Once I started researching Ms. Dubbeldam, I confess to being a bit confounded. Not so much by the work, but by the language that surrounded it. What exactly is a "a lapidary architectural one-off with an experimental glass curtain wall"? And what is one to make of this description: "pragmatic, data-driven, high-concept but no-nonsense, deeply immersed in scholarly arcana (topological mathematics and knot theory as well as Deleuze, Husserl, and other postmodernist usual suspects) but treating the ideas as working tools, not tactics for one-upmanship."
Greenwich Street Lofts in New York
Well, once I met the woman, I realized that all that high-flying rhetoric is more a reflection of the writers and less the architect. Sure she's brilliant, cerebral, articulate, a self-described computer geek -- I mean this is a woman who when I ask what she does for fun rattles off a list of obscure, theoretical authors whose books she reads, see list above -- but the one personal picture adorning her dusty, under-construction office in Tribeca is of her golden retreiver squiggling itself in her lap, licking her face.
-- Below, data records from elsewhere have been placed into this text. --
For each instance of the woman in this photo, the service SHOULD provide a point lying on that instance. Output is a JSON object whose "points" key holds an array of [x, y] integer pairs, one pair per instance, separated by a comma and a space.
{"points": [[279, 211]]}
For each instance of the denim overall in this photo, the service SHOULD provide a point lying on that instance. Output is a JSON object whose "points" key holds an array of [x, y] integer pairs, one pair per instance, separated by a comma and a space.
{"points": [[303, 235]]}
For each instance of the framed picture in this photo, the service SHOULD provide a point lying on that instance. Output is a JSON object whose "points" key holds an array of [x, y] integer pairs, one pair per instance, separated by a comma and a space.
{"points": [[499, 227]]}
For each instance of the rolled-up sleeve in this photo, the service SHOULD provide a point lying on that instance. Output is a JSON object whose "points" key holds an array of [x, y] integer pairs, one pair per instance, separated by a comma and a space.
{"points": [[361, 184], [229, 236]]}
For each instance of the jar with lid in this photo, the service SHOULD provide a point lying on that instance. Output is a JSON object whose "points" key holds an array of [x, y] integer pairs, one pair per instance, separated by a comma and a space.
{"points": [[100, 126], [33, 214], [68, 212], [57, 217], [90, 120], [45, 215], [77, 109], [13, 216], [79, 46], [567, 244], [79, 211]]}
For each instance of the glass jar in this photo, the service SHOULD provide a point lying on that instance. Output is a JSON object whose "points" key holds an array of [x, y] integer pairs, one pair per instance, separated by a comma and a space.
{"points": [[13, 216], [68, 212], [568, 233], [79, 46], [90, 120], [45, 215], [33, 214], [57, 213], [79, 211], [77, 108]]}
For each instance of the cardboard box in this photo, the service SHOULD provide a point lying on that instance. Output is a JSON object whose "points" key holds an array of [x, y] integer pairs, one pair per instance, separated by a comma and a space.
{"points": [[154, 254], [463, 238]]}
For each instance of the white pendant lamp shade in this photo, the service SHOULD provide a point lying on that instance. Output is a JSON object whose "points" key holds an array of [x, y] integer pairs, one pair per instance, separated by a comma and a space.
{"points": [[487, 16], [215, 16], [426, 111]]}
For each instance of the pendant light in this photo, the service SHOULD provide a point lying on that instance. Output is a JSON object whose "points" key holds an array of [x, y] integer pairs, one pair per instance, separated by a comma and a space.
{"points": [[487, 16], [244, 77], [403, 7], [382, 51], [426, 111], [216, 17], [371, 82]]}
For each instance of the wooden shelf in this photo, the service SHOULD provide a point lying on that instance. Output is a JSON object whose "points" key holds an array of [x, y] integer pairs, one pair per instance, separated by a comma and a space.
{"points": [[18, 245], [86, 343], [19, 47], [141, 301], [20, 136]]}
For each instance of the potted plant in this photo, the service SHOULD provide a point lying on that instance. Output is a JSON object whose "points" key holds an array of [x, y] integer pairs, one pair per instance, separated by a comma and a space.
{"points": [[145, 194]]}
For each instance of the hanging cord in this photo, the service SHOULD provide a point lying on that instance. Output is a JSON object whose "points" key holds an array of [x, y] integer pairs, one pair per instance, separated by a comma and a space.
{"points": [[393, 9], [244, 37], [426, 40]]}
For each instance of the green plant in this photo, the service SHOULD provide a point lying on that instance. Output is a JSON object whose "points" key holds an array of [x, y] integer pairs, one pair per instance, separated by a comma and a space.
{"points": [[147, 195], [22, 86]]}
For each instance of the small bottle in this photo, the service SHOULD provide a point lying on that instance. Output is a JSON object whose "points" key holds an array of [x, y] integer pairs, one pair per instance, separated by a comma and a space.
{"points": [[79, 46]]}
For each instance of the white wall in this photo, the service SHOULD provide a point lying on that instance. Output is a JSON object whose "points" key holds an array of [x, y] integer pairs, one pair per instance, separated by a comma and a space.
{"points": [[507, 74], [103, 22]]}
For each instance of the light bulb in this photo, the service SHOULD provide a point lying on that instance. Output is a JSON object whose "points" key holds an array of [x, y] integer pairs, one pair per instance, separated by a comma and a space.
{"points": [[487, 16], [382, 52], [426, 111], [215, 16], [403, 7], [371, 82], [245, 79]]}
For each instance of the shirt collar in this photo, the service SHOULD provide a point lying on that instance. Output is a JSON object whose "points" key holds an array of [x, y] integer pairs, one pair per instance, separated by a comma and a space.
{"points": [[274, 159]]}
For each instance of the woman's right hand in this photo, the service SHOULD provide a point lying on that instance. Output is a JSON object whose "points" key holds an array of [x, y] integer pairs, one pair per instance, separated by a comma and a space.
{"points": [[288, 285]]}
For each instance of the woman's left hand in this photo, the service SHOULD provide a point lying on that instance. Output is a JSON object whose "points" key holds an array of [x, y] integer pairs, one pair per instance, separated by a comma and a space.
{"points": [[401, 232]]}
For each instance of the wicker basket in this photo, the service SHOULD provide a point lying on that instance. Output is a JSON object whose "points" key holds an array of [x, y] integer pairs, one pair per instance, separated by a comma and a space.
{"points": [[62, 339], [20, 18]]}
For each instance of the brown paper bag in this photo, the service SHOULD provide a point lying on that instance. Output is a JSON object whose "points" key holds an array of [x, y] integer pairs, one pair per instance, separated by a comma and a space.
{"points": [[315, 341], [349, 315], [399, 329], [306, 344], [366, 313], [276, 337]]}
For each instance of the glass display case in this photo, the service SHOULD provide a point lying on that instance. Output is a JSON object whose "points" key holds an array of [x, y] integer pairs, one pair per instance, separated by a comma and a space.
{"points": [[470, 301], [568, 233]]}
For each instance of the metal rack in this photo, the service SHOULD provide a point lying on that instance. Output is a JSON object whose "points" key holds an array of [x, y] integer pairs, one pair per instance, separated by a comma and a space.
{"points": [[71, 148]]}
Sure, she's a practice professor and the director of the post graduate masters prorgram at UPenn and has taught at Harvard, and has studied with Peter Eisenman, and does research into robotics with the MIT Media Lab, and writes about how mathematics and philosophy relate to new developments in architecture. But this is someone who insists great design should not be expensive and says her buildings (no matter their stomach dropping price tag for apartment purchasers) cost no more to construct per square foot than typical buildings.
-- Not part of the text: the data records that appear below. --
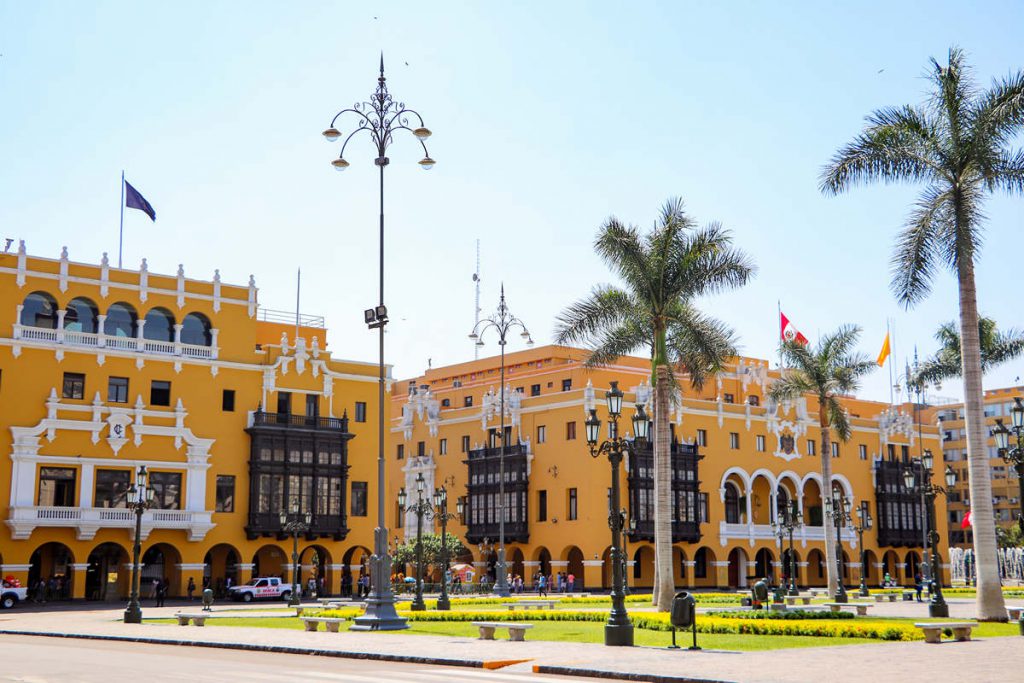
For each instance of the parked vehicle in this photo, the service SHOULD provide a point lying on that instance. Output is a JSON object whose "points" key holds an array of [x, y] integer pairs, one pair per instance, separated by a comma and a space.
{"points": [[261, 589]]}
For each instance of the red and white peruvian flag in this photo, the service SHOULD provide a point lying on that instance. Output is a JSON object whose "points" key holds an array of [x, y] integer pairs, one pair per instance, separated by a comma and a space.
{"points": [[790, 333]]}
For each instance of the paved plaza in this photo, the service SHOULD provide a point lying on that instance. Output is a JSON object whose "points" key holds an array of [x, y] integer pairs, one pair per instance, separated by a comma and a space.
{"points": [[981, 659]]}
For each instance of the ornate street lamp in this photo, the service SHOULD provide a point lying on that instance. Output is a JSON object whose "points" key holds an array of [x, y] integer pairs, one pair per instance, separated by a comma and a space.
{"points": [[865, 523], [936, 603], [421, 509], [619, 630], [838, 508], [139, 500], [441, 513], [382, 119], [295, 524], [791, 520], [1014, 455], [502, 322]]}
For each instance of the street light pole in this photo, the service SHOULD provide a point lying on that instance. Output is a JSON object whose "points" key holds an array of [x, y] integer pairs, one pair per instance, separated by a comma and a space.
{"points": [[295, 524], [441, 513], [421, 509], [502, 322], [936, 604], [619, 630], [865, 524], [838, 507], [381, 118], [1014, 456], [139, 500]]}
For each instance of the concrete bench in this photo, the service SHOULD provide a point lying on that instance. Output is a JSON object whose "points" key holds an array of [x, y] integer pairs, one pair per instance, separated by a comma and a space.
{"points": [[517, 632], [531, 604], [331, 623], [933, 630], [861, 607], [198, 620]]}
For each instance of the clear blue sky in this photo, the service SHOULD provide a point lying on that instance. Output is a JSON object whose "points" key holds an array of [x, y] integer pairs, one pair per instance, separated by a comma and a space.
{"points": [[547, 118]]}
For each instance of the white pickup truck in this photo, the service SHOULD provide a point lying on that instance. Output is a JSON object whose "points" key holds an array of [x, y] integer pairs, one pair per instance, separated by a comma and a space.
{"points": [[10, 596], [260, 589]]}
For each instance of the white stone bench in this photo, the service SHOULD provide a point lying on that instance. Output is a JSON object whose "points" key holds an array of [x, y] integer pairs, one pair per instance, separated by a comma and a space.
{"points": [[861, 607], [933, 630], [331, 623], [531, 604], [517, 632], [198, 620]]}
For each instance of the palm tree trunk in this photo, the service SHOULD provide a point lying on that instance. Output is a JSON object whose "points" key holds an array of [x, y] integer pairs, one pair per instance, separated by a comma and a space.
{"points": [[833, 570], [666, 586], [990, 605]]}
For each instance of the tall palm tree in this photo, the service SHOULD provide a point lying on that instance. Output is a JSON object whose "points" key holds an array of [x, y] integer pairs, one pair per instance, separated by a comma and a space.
{"points": [[996, 347], [830, 369], [662, 272], [958, 144]]}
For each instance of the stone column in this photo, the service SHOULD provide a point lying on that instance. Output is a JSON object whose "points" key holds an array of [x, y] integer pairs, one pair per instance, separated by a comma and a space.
{"points": [[78, 580]]}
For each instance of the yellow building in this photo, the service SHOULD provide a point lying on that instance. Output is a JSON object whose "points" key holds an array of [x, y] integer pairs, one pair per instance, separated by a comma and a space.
{"points": [[737, 457], [235, 411], [1006, 483]]}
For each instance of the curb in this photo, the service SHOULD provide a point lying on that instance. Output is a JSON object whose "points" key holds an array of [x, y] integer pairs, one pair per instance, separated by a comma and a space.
{"points": [[622, 676], [284, 649]]}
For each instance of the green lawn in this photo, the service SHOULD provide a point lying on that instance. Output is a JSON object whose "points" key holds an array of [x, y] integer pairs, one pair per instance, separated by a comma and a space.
{"points": [[569, 632]]}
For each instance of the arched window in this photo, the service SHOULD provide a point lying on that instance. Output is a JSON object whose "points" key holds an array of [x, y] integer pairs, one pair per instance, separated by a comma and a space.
{"points": [[196, 330], [159, 325], [40, 311], [82, 315], [121, 319], [731, 504]]}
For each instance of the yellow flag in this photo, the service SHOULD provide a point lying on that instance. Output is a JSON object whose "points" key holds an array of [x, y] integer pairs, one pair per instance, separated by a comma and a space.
{"points": [[884, 353]]}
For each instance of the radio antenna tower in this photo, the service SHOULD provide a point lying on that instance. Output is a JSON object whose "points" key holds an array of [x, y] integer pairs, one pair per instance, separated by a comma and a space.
{"points": [[476, 303]]}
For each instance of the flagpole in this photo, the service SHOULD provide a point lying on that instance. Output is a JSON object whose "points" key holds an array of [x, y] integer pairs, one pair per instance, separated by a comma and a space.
{"points": [[121, 232], [779, 318]]}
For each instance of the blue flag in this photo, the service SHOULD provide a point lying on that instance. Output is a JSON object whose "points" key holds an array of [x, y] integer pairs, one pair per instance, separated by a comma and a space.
{"points": [[135, 201]]}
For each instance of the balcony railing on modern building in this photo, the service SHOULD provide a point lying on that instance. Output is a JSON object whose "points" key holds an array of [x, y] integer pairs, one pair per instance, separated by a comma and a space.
{"points": [[261, 419], [484, 465], [685, 493], [62, 337], [87, 521], [899, 512]]}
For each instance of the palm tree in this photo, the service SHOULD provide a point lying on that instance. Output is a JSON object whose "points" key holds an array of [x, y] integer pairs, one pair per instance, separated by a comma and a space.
{"points": [[996, 348], [662, 273], [826, 372], [958, 145]]}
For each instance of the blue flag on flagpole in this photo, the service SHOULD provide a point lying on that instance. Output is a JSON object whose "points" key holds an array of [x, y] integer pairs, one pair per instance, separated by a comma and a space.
{"points": [[133, 200]]}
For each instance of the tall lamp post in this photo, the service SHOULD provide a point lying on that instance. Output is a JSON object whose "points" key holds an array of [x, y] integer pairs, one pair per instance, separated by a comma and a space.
{"points": [[139, 500], [1014, 455], [421, 509], [295, 524], [864, 523], [838, 507], [441, 513], [936, 603], [502, 322], [790, 520], [619, 630], [382, 119]]}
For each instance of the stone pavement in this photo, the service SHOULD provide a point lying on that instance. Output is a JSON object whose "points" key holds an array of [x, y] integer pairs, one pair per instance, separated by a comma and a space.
{"points": [[986, 659]]}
And her work, while decidely steeped in intellectual theory and engineering wizardry, has a softness underlying the geometric interconnectedness. Yup, she's a sculptor. But she gave it up because she found it too lonely and wanted to do work that kept her in touch with people. Sure she's tall, slender, shapely, wears cool jewelry, has a good haircut, is very beautiful. But when I tell her she's more "earthy" than I expected, she nods enthsiastically.
The American Loft Building in Philadelphia
So I say to my readers, beware the verbiage of the critics. Writers are known to use $10 words when a nickle one would work as well or better. Go see the work. Go meet the artist, architect, designer. And if you're in Philly or NYC, go check out Winka's projects.